Setelah aku dikenalkan kepadanya oleh dosenku, baru kuketahui bahwa ternyata Ali adalah teman seangkatan dosenku tersebut. Aku juga mendapatkan cerita bahwa semestinya Ali juga bisa melanjutkan sekolah hingga tingkat doktoral karena dosenku sendiri mengakui bahwa Ali adalah seorang jenius.

Tapi Ali bukanlah orang yang bisa diterka. Ia justru memilih keluar dari bangku kuliah, padahal saat itu ia tinggal menyusun skripsi. Hal yang menurut logikaku adalah sesuatu yang sayang untuk dilakukan. Betapa tidak, tinggal skripsi yang harus ia lewati, tapi justru dirinya memilih keluar.

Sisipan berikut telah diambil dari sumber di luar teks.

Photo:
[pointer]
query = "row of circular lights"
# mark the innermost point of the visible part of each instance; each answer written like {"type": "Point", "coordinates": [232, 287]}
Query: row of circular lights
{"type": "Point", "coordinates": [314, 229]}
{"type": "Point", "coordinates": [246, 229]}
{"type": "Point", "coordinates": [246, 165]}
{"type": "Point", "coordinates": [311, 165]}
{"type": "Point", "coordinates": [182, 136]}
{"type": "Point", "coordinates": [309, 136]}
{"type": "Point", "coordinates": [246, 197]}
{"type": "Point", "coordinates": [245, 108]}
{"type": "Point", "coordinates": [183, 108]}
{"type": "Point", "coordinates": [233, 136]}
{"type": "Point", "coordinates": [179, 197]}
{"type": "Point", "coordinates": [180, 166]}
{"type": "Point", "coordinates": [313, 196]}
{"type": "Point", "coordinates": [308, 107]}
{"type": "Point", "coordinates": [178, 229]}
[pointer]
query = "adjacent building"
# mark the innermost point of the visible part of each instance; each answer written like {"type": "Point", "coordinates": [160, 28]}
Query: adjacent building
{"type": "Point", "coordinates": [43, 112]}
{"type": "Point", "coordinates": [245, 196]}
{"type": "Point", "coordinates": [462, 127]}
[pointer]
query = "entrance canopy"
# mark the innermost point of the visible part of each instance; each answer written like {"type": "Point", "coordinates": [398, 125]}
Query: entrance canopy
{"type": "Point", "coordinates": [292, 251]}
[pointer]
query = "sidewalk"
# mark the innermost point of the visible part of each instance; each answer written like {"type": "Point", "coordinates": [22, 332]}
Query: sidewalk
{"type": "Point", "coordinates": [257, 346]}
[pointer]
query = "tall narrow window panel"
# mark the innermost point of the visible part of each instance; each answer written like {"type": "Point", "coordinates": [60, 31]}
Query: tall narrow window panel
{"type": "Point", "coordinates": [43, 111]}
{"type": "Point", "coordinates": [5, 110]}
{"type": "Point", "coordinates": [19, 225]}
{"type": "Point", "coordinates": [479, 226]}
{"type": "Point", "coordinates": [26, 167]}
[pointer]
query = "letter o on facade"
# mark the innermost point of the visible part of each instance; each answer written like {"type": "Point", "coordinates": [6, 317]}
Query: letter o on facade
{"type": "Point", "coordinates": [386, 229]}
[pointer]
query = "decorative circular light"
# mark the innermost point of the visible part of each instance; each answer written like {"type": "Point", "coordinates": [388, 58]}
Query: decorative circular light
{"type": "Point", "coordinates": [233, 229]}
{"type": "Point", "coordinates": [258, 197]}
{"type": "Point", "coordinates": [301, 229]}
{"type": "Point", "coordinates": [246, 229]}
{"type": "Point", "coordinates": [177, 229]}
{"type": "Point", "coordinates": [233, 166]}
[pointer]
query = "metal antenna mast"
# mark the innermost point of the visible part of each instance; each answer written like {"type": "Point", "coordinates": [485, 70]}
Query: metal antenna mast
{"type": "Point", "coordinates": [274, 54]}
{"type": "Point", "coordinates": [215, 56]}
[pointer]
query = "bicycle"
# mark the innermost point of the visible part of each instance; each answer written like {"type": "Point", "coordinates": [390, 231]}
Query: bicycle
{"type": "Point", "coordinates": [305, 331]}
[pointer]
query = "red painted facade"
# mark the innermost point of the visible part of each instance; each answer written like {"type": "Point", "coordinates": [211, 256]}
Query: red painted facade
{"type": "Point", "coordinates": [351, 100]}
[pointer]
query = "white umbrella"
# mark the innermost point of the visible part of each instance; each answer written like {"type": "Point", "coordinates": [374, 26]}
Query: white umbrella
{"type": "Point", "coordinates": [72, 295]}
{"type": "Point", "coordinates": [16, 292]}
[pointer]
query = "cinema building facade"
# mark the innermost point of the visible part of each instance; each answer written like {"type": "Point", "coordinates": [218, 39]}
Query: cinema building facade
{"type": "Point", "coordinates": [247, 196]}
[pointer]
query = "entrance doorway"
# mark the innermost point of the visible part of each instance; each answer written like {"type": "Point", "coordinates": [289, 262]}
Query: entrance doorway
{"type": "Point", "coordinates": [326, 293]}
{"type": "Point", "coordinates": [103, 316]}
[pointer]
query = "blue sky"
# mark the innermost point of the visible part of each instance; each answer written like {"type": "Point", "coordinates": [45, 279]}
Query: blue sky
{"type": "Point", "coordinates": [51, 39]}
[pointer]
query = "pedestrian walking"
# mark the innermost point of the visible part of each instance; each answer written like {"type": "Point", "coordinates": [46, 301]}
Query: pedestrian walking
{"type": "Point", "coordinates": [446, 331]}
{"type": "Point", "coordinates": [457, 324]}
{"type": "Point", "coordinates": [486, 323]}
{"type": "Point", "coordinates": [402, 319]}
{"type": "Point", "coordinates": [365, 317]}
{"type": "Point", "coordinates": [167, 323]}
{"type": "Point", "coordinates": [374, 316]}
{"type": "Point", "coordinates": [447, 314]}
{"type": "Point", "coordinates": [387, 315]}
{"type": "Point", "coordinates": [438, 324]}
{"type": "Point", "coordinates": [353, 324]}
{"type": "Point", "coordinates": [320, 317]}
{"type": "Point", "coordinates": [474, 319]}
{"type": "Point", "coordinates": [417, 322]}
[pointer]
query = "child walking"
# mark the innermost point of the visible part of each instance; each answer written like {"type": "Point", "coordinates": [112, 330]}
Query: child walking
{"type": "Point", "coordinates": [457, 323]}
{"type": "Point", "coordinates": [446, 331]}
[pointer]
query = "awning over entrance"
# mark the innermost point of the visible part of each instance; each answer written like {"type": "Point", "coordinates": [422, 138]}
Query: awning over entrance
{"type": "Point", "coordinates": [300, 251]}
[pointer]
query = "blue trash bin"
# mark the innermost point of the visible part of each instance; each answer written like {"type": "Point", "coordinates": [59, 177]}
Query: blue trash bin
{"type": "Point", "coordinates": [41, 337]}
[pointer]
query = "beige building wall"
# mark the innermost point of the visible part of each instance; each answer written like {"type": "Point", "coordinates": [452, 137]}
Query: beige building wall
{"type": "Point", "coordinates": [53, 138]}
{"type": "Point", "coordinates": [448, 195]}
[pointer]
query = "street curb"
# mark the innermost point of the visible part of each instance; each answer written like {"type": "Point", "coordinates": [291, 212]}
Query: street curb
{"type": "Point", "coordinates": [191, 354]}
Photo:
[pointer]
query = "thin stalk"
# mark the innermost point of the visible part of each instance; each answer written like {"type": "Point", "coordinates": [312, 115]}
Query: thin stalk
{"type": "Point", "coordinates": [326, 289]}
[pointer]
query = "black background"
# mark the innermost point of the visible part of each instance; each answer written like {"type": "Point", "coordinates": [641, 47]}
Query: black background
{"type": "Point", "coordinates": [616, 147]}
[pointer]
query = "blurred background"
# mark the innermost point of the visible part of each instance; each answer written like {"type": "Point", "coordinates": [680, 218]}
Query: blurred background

Bagaimana pun juga bagi diriku saat itu yang melewati tingkat demi tingkat bahkan mata kuliah demi mata kuliah dengan penuh perjuangan, mencapai tahap skripsi adalah suatu prestasi. Mungkin setara mencapai babak final Piala Dunia bagi pemain sepakbola. Karena itulah aku merasa heran dan penasaran atas keputusan Ali yang meninggalkan kuliahnya begitu saja saat sudah mencapai tahap skripsi.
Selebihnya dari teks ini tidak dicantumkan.